04 – (PUC/SP-2019-VESTIBULAR INVERNO)

Assinale a alternativa que NÃO é mencionada no texto:

a) Em vinte anos, infecções resistentes a antibióticos matarão milhões de pessoas.
b) O desenvolvimento dos mecanismos de defesa das bactérias contra as drogas é muito rápido.
c) Tanto as bactérias como as pessoas podem se tornar resistentes a antibióticos.
d) Poderá chegar o dia em que cirurgias de rotina não poderão ser realizadas, por falta de antibióticos efetivos.

05 – (PUC/SP-2019-VESTIBULAR INVERNO)

In the text, the initials/acronyms GP and A&E stand for, respectively

a) General Pediatrician and Activity and Emergency.
b) General Practitioner and Accident and Emergency.
c) Grand Prix and Aerobic Function and Exercises.
d) Gastroenterology Practitioner and Asylum and Exercise.

BIZU:
*GP = General Practitioner = Clínico Geral
*A&E = Accident and Emergengy = Pronto Socorro

06 – (PUC/SP-2019-VESTIBULAR INVERNO)

No sexto parágrafo, outra maneira de dizer

“Those of us who are following this closely are actually quite scared”,

pode ser:

a) “Those of us who were following this closely are actually quite scared”.
b) “Those of us who followed this were actually quite scared.”
c) “Those of us who have been following this closely are actually quite scared”.
d) “Those of us who could follow this would have been actually quite scared.”

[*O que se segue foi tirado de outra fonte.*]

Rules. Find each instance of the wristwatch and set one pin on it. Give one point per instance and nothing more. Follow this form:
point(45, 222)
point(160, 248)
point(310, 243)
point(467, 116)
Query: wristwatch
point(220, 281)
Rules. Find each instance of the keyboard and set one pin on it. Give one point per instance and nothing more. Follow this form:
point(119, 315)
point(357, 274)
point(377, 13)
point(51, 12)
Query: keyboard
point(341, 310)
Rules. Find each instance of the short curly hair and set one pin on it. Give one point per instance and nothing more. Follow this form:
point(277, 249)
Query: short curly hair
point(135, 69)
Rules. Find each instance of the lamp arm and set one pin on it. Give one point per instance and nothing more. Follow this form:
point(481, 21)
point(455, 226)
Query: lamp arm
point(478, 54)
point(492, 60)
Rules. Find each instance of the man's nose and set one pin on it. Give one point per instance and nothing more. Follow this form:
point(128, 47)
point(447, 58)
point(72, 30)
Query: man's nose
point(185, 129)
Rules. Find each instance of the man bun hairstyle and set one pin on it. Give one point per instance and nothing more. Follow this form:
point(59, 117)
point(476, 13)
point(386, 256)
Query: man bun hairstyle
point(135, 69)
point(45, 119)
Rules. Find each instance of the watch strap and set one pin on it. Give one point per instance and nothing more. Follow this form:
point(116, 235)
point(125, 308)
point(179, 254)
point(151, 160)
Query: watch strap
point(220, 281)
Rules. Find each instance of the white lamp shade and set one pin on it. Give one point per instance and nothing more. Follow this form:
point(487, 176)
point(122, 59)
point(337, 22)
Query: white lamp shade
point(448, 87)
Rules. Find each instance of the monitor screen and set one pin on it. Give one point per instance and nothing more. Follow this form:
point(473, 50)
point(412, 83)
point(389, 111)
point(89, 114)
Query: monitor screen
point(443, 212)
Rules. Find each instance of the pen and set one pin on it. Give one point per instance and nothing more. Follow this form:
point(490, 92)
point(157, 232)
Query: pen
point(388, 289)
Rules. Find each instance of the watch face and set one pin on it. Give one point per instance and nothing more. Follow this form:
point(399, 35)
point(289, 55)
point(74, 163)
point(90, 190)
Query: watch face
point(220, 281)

07 – (PUC/SP-2019-VESTIBULAR INVERNO)

No quinto parágrafo, no trecho

“In May 2016, the UK government’s Review on Antimicrobial Resistance forecast that by 2050 antibiotic-resistant infections could kill 10 million people per year – more than all cancers combined”,

a locução could kill pode ser substituída por:

a) should kill.
b) must kill.
c) would kill.
d) might kill.

BIZU:
*COULD KILL = MIGHT KILL (Contexto de POSSIBILIDADE).

08 – (PUC/SP-2019-VESTIBULAR INVERNO)

No sétimo parágrafo, na sentença

“Penicillin resistance was first documented in 1940, a year before its first use in humans”,

o pronome ITS refere-se a

a) resistance.
b) year.
c) penicillin.
d) humans.

09 – (PUC/SP-2019-VESTIBULAR INVERNO)

No segundo parágrafo, os termos

help, unable, bacteria e quickly,

no contexto, são respectivamente

a) substantivo – adjetivo – substantivo – advérbio.
b) verbo – verbo – substantivo – advérbio.
c) substantivo – advérbio – substantivo – adjetivo.
d) verbo – adjetivo – substantivo – advérbio.